DCSIMG

Rural communities to bear brunt of Government cuts, warn Rural Services Network

Rural communities will bear the brunt of government cuts that will force local councils to slash their services, according to the Rural Services Network.

The warning follows the publication of the government’s finance settlement, which details the cuts local authorities might face in the next few years.

Rural councils will face a bigger reduction in central grant and spending power than urban councils, according to an initial analysis by the Rural Services Network.

Information released by the government is incomplete with much detailed information to follow. But they warn that an initial assessment paints a bleak picture for the countryside.

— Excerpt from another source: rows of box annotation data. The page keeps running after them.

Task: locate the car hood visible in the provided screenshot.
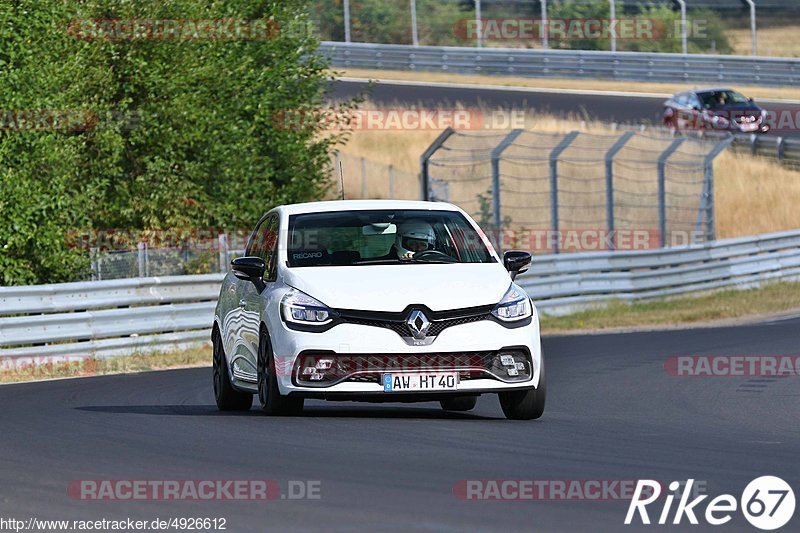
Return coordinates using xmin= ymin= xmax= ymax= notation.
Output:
xmin=284 ymin=263 xmax=511 ymax=312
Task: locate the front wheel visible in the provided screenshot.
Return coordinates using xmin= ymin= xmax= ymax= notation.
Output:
xmin=211 ymin=331 xmax=253 ymax=411
xmin=499 ymin=355 xmax=547 ymax=420
xmin=258 ymin=330 xmax=303 ymax=416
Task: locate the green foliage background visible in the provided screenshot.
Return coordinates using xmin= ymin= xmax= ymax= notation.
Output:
xmin=0 ymin=0 xmax=340 ymax=285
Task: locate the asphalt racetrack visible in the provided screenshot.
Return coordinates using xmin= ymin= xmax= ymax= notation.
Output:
xmin=328 ymin=80 xmax=800 ymax=137
xmin=0 ymin=318 xmax=800 ymax=532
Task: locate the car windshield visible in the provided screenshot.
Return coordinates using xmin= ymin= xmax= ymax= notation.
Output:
xmin=288 ymin=210 xmax=495 ymax=267
xmin=697 ymin=91 xmax=749 ymax=109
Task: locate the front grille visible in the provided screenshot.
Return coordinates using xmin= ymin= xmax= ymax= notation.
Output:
xmin=337 ymin=305 xmax=494 ymax=337
xmin=293 ymin=349 xmax=533 ymax=387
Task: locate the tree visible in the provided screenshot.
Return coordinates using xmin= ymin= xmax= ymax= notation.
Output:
xmin=0 ymin=0 xmax=342 ymax=284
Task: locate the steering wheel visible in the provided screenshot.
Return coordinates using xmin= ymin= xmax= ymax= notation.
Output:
xmin=414 ymin=250 xmax=458 ymax=263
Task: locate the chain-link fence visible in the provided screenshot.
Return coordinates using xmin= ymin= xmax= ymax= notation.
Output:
xmin=332 ymin=152 xmax=420 ymax=200
xmin=422 ymin=130 xmax=730 ymax=252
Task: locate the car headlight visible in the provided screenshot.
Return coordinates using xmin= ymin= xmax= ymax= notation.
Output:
xmin=492 ymin=283 xmax=533 ymax=322
xmin=281 ymin=289 xmax=334 ymax=326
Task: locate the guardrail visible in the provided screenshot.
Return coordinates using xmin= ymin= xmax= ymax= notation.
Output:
xmin=318 ymin=41 xmax=800 ymax=87
xmin=0 ymin=231 xmax=800 ymax=358
xmin=0 ymin=274 xmax=223 ymax=357
xmin=518 ymin=231 xmax=800 ymax=314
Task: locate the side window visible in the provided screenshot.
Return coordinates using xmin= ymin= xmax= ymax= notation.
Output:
xmin=259 ymin=215 xmax=278 ymax=281
xmin=244 ymin=218 xmax=269 ymax=257
xmin=245 ymin=215 xmax=278 ymax=281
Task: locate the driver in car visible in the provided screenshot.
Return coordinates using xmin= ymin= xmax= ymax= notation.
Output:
xmin=393 ymin=220 xmax=436 ymax=261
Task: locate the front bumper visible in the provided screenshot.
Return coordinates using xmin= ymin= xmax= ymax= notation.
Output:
xmin=272 ymin=315 xmax=541 ymax=394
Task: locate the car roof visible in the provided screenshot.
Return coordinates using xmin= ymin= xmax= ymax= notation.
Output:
xmin=277 ymin=200 xmax=460 ymax=215
xmin=693 ymin=87 xmax=733 ymax=94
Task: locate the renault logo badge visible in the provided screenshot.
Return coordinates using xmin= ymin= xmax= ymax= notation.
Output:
xmin=406 ymin=311 xmax=431 ymax=339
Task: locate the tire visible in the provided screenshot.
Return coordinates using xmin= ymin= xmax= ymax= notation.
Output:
xmin=499 ymin=355 xmax=547 ymax=420
xmin=258 ymin=329 xmax=303 ymax=416
xmin=211 ymin=330 xmax=253 ymax=411
xmin=439 ymin=396 xmax=478 ymax=411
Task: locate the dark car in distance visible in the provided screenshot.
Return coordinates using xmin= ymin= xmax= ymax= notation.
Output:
xmin=664 ymin=89 xmax=770 ymax=133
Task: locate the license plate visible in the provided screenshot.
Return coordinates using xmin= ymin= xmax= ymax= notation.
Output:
xmin=383 ymin=372 xmax=458 ymax=392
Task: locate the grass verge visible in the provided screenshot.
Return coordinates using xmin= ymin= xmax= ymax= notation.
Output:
xmin=0 ymin=282 xmax=800 ymax=383
xmin=337 ymin=69 xmax=800 ymax=100
xmin=0 ymin=344 xmax=211 ymax=383
xmin=540 ymin=282 xmax=800 ymax=335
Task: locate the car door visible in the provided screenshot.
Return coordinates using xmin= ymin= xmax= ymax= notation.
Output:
xmin=674 ymin=93 xmax=692 ymax=130
xmin=227 ymin=217 xmax=267 ymax=382
xmin=686 ymin=93 xmax=704 ymax=129
xmin=240 ymin=213 xmax=278 ymax=374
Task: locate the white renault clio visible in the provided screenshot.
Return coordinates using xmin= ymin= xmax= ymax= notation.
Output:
xmin=212 ymin=200 xmax=545 ymax=419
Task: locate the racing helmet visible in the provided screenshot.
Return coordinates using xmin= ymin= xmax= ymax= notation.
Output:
xmin=395 ymin=220 xmax=436 ymax=257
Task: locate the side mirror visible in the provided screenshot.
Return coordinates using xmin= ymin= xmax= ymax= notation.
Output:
xmin=503 ymin=250 xmax=531 ymax=279
xmin=231 ymin=257 xmax=267 ymax=282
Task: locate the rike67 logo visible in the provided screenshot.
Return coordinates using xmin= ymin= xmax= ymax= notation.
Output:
xmin=625 ymin=476 xmax=795 ymax=531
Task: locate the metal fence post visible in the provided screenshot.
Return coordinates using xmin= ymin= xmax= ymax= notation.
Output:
xmin=419 ymin=127 xmax=456 ymax=200
xmin=606 ymin=131 xmax=636 ymax=250
xmin=410 ymin=0 xmax=419 ymax=46
xmin=608 ymin=0 xmax=617 ymax=52
xmin=333 ymin=150 xmax=344 ymax=198
xmin=344 ymin=0 xmax=350 ymax=43
xmin=676 ymin=0 xmax=689 ymax=55
xmin=541 ymin=0 xmax=550 ymax=50
xmin=744 ymin=0 xmax=758 ymax=56
xmin=658 ymin=137 xmax=686 ymax=248
xmin=474 ymin=0 xmax=483 ymax=48
xmin=361 ymin=157 xmax=367 ymax=198
xmin=217 ymin=233 xmax=228 ymax=274
xmin=695 ymin=136 xmax=733 ymax=242
xmin=550 ymin=131 xmax=580 ymax=254
xmin=492 ymin=129 xmax=524 ymax=231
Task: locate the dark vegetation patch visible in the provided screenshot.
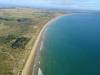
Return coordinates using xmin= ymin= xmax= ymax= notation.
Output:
xmin=0 ymin=35 xmax=30 ymax=49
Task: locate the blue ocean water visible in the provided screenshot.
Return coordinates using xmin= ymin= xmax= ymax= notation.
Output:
xmin=40 ymin=13 xmax=100 ymax=75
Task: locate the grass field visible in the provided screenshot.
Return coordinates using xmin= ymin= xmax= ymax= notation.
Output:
xmin=0 ymin=8 xmax=55 ymax=75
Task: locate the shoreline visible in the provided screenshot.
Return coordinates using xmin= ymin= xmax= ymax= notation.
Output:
xmin=21 ymin=15 xmax=66 ymax=75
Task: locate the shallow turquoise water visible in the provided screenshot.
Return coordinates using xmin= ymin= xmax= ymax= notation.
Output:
xmin=40 ymin=14 xmax=100 ymax=75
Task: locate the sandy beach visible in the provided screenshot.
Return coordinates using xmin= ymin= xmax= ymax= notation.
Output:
xmin=21 ymin=15 xmax=65 ymax=75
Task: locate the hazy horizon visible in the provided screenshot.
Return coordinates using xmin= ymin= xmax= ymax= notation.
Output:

“It certainly does not represent a fair deal for both urban and rural communities as suggested by Communities Secretary, Eric Pickles,” said the RSN.

Predominantly rural local authorities could see an average 3.81 per cent reduction in formula funding compared to a 2.04 per cent reduction for urban authorities.

Significantly rural authorities could see an even bigger cut, averaging 5.21 per cent.

Rural Services Network chief executive Graham Biggs said: “This is a body blow for rural councils already struggling to provide services to countryside communities.

“Even before these reductions, urban areas received about half as much more funding per head than rural areas. This settlement further widens the gap.

“Rural residents already pay more council tax for fewer services because of historic government underfunding, so the settlement is very bad news for the countryside.

On average, district councils will fare worst, with a projected 6.78 per cent reduction in formula funding.

When it comes to spending power, predominantly rural local authorities will see a 1.72 per cent reduction compared to a 1.5 per cent reduction in spending power for urban authorities.

Significantly rural authorities will fare even worse, suffering a 2.10 per cent reduction in spending power.